In the study by Lau et al. (2013), reporting of the study population characteristics and recruitment method was limited, and so it was difficult to assess bias and generalisability to the NHS setting. The study used the AliveCor Heart Monitor and an early version of the AliveECG app, which was subsequently recoded for use on a wider range of mobile devices. Recoding of the app may have affected the sensitivity and specificity of the app, but this effect has not been assessed. The study did use an appropriate reference test and the cardiologists were blinded to the 12‑lead results before interpreting the AliveCor readings. However, it also had an interval between the 12‑lead ECG and the AliveCor Heart Monitor reading of up to 6 hours, giving rise to the possibility of change in heart rhythm during the intervening period.

Lowres et al. (2014) carried out a diagnostic accuracy study of the AliveCor Heart Monitor, with readings retrospectively interpreted using the AliveECG app to indicate the presence of AF, and a cost‑effectiveness analysis of their use in an opportunistic screening programme. Recruitment procedures and patient characteristics in the diagnostic study were well reported and a suitable reference test of a 12‑lead ECG was used, but only for patients who tested positive with the AliveCor Heart Monitor. The main weakness was the mean time of 16.6 days between the use of AliveCor and the reference test, giving rise to the possibility of a change in a person's condition in the meantime. Patients did not have access to the full AliveECG app during the study; instead it was used to interpret the readings retrospectively. Therefore, patients could not use the heart monitor and app together, as they would in clinical practice.

For the cost‑effectiveness analysis (Lowres et al. 2014), the Australian costs may not be generalisable to the NHS. The sensitivity analysis is limited, so it is difficult to establish how much uncertainty exists around the results. Furthermore, a full economic evaluation should have compared the use of the AliveCor Heart Monitor with all possible comparators, including manual pulse palpation as a screening option.

In the Haberman et al. (2015) study, the recruitment process and the characteristics of those recruited were not reported in sufficient detail to rule out the possibility of bias. The population recruited to this study may not match those who would be tested in clinical practice in the UK, because it included athletes and healthy young people as well as cardiology clinic patients. Therefore, it is uncertain if aspects of the analysis can be generalised to an NHS setting. It is also unclear whether the cardiologists interpreted the readings from the 2 technologies independently from each other or not, introducing the risk of interpretation bias. Strengths of this study include that an appropriate reference test was used, and that there was no time delay between the 12‑lead ECG and the AliveCor Heart Monitor ECG assessments. However, the study used the AliveECG app to record the AliveCor Heart Monitor ECG, and not to interpret the ECG readings.
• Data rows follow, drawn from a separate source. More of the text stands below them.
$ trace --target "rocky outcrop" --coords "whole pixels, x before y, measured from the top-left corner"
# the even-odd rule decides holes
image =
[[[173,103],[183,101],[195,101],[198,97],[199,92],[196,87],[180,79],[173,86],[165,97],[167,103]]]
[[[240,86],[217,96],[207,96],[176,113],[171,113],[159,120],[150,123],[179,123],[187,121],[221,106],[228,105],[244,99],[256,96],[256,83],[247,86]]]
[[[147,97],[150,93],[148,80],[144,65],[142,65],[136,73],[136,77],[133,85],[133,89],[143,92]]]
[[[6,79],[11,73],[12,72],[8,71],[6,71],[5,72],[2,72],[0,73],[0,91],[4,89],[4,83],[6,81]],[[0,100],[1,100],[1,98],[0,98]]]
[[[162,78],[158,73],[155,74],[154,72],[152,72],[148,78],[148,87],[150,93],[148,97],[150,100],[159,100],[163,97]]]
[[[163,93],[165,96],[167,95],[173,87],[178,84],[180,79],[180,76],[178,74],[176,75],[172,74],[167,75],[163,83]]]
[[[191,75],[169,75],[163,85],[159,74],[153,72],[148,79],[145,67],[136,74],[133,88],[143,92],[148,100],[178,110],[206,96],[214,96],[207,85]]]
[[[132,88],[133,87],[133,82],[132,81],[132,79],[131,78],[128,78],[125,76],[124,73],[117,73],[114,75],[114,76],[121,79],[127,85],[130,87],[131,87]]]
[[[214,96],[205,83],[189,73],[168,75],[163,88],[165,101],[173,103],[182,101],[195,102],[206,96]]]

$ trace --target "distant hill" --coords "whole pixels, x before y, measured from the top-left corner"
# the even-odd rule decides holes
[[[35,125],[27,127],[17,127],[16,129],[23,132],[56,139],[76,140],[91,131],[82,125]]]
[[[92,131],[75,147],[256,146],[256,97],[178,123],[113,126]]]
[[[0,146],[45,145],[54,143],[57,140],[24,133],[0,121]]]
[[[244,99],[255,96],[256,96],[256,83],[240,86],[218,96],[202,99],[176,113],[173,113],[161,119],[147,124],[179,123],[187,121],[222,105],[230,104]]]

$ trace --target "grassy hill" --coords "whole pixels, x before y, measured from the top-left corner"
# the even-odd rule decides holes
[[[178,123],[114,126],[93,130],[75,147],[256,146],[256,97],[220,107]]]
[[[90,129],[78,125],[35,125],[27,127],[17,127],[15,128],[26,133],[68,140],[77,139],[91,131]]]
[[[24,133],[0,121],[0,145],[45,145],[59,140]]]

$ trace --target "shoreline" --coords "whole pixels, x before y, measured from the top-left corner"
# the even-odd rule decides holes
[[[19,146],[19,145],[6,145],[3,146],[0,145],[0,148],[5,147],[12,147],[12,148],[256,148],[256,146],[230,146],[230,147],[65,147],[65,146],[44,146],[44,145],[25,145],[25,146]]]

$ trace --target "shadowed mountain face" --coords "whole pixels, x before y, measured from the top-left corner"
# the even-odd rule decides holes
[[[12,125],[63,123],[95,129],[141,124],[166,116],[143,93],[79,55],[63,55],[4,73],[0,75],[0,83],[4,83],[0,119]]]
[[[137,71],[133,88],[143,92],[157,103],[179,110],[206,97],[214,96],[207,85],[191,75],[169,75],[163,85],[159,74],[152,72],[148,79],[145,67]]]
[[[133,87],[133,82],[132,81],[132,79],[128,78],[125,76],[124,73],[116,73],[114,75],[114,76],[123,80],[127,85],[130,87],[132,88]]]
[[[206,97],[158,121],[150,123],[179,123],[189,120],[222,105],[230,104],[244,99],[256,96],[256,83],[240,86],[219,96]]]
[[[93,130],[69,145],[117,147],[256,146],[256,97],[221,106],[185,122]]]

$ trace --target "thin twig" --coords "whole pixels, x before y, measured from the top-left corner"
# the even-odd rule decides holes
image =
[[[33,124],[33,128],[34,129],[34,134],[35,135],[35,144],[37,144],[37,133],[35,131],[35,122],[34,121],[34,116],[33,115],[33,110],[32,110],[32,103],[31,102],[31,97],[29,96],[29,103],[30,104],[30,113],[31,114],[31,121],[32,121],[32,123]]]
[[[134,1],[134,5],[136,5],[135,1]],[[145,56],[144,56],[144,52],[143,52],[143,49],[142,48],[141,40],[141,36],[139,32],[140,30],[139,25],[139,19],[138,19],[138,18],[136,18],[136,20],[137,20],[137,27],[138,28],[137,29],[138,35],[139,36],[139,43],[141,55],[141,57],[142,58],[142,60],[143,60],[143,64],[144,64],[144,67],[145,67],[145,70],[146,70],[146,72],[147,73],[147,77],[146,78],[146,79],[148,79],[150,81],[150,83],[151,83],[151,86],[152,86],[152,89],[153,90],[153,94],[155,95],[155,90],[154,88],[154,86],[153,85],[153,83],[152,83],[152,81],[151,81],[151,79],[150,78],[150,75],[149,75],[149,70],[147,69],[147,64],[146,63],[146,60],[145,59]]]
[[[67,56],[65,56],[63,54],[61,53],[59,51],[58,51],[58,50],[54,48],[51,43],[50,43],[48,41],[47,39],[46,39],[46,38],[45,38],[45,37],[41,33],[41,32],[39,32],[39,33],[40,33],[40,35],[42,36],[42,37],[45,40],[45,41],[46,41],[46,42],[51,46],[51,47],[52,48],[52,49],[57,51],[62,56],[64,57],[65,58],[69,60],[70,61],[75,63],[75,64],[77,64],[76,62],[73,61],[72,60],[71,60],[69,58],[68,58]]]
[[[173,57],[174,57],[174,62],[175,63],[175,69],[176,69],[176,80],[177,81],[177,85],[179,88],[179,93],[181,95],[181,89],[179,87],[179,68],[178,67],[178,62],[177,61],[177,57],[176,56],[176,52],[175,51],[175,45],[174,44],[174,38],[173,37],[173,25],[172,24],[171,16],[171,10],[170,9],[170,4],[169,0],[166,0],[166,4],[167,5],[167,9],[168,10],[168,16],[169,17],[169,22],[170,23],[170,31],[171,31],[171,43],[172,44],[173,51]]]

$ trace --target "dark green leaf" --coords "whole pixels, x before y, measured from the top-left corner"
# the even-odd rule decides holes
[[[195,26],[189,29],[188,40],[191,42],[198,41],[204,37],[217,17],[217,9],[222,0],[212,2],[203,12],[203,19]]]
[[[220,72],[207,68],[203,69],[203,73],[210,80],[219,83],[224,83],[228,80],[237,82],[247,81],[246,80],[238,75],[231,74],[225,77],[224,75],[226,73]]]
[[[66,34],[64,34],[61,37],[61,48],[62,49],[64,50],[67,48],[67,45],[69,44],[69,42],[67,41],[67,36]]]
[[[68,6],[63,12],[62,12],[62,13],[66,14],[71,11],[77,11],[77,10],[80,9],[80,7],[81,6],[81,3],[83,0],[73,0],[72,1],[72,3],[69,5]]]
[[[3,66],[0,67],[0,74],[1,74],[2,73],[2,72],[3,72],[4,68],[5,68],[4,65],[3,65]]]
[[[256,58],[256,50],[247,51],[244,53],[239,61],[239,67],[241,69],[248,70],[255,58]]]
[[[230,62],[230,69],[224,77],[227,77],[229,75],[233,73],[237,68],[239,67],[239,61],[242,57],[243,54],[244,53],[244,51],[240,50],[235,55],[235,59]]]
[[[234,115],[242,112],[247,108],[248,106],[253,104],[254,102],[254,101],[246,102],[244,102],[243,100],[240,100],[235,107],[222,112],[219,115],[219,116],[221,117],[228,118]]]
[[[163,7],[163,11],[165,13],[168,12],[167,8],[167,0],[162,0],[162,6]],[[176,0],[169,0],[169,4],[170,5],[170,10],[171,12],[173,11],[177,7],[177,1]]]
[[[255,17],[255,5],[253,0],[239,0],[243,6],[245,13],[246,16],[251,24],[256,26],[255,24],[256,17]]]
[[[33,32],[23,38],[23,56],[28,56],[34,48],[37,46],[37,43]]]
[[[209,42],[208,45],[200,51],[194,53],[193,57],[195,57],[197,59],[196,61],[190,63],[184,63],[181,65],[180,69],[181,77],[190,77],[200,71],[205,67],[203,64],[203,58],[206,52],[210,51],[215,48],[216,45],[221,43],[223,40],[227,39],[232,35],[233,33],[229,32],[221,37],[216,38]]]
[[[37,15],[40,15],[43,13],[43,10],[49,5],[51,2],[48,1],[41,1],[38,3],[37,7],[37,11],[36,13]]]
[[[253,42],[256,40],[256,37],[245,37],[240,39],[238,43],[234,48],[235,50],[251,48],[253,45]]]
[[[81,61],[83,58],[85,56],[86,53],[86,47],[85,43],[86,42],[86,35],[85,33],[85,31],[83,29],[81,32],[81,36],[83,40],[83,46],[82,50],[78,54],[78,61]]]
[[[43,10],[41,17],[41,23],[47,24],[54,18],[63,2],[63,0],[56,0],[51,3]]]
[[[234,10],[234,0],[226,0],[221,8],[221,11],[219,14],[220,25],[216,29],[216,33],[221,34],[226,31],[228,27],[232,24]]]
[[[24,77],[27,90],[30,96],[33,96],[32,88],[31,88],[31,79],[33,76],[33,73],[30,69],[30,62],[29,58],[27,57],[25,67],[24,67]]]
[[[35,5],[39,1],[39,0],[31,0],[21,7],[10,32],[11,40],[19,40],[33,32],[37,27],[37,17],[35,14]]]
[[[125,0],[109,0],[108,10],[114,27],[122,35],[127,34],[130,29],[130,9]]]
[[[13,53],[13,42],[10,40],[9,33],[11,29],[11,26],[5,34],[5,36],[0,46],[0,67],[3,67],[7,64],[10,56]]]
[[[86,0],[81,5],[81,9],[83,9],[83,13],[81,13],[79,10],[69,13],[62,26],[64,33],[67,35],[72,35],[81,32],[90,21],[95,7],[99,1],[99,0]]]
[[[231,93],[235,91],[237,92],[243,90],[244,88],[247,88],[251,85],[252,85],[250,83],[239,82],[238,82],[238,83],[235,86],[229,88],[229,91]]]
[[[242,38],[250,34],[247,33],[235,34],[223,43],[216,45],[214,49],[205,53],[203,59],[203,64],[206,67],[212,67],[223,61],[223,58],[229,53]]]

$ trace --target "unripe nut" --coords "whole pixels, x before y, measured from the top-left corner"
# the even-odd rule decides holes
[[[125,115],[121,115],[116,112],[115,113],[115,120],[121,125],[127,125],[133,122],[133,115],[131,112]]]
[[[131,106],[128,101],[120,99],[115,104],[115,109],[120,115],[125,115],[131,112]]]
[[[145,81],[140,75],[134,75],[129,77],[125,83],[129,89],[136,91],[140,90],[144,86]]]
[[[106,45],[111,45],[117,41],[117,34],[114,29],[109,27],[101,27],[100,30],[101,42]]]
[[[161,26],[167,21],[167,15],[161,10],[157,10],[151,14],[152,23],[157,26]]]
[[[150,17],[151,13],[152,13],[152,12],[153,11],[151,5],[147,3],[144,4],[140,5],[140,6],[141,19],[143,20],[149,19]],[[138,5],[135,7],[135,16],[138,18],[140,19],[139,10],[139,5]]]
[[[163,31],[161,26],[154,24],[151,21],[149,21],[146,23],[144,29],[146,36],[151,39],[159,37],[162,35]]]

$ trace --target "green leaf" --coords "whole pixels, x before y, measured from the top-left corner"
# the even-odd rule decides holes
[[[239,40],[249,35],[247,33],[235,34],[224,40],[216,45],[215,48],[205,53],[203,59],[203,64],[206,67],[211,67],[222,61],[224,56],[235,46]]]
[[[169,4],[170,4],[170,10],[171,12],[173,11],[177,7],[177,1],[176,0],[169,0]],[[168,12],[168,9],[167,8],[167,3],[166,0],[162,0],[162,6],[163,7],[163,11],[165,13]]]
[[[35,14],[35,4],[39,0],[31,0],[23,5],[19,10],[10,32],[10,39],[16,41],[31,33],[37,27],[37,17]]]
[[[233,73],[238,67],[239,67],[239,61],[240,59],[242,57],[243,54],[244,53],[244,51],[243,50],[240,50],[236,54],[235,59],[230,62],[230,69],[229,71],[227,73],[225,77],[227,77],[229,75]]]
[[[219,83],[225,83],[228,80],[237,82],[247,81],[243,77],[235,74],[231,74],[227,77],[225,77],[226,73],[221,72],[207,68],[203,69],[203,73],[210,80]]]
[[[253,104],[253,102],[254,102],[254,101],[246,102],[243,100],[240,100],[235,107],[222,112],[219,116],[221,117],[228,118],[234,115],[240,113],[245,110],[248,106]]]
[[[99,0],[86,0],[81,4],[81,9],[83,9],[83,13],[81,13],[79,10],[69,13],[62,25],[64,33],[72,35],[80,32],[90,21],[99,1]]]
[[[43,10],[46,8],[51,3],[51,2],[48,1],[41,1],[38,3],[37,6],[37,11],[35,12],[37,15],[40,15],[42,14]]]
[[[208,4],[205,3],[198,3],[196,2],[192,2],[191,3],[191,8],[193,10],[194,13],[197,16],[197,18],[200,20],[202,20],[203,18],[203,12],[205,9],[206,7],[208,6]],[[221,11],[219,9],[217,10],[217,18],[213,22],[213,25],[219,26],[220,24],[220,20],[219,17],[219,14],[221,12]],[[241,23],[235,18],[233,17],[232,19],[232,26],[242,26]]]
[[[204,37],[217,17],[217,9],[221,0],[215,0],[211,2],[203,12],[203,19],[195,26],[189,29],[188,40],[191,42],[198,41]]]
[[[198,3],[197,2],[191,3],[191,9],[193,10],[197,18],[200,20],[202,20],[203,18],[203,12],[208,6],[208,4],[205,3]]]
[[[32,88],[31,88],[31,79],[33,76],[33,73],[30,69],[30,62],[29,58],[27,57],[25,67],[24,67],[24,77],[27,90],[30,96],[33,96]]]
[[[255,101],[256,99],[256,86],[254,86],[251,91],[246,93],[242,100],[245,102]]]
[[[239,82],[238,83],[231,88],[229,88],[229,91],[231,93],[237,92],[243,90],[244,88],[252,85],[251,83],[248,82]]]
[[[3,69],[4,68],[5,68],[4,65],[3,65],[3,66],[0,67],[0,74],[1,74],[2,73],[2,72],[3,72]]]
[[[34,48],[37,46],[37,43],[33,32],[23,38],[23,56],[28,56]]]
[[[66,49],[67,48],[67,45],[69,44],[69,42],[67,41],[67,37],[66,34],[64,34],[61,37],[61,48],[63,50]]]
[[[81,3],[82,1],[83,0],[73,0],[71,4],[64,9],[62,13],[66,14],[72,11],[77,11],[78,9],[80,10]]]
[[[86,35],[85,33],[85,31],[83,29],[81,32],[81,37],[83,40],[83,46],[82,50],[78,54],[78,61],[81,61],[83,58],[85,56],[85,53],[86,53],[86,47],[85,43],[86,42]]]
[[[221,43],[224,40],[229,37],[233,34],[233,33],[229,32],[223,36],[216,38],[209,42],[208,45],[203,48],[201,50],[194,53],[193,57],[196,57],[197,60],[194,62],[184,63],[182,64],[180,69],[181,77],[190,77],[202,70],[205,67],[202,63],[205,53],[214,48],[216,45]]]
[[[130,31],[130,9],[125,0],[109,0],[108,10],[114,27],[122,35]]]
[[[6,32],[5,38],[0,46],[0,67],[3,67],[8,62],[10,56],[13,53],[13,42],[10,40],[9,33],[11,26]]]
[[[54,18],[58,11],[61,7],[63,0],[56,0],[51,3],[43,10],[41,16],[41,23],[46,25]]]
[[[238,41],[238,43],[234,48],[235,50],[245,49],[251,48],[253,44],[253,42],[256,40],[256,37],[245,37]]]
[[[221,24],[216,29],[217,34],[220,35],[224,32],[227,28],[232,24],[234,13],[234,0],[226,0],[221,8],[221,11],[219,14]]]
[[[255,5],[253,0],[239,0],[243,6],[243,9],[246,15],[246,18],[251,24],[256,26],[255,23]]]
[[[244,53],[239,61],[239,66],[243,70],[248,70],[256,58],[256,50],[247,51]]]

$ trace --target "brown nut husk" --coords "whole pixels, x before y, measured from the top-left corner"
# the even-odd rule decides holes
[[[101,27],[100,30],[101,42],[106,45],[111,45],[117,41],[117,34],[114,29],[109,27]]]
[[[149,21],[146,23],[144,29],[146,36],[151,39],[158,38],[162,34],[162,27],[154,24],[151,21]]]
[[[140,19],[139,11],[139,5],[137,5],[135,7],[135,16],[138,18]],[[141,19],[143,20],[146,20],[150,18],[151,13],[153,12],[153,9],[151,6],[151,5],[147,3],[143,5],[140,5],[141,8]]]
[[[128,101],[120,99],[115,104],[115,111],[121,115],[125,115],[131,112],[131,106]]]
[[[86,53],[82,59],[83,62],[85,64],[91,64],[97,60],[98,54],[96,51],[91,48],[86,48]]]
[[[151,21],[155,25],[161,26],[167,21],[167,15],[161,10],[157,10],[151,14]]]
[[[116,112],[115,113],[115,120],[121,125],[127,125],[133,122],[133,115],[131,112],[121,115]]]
This means that the results may not be generalisable to how the device would be used in practice. The authors noted that positioning of the body between the 2 readings may influence results.

The major strength of the Tarakji et al. (2015) study is that patients were able to use the AliveCor Heart Monitor multiple times in a community setting. This may better represent how the device could be used in clinical practice in UK, although use of the device in people who have had cardiac ablation may not. Patient characteristics were well reported, the timing of tests was adequate, clinicians were blinded and there was a valid reference test.

All 4 papers used the Kappa statistic to measure the agreement in diagnoses between the AliveCor Heart Monitor and the comparator test. Given the binomial nature of the test, the McNemar's statistic may be a more appropriate measure. Insufficient information was presented in all 4 of the papers for researchers to calculate this independently.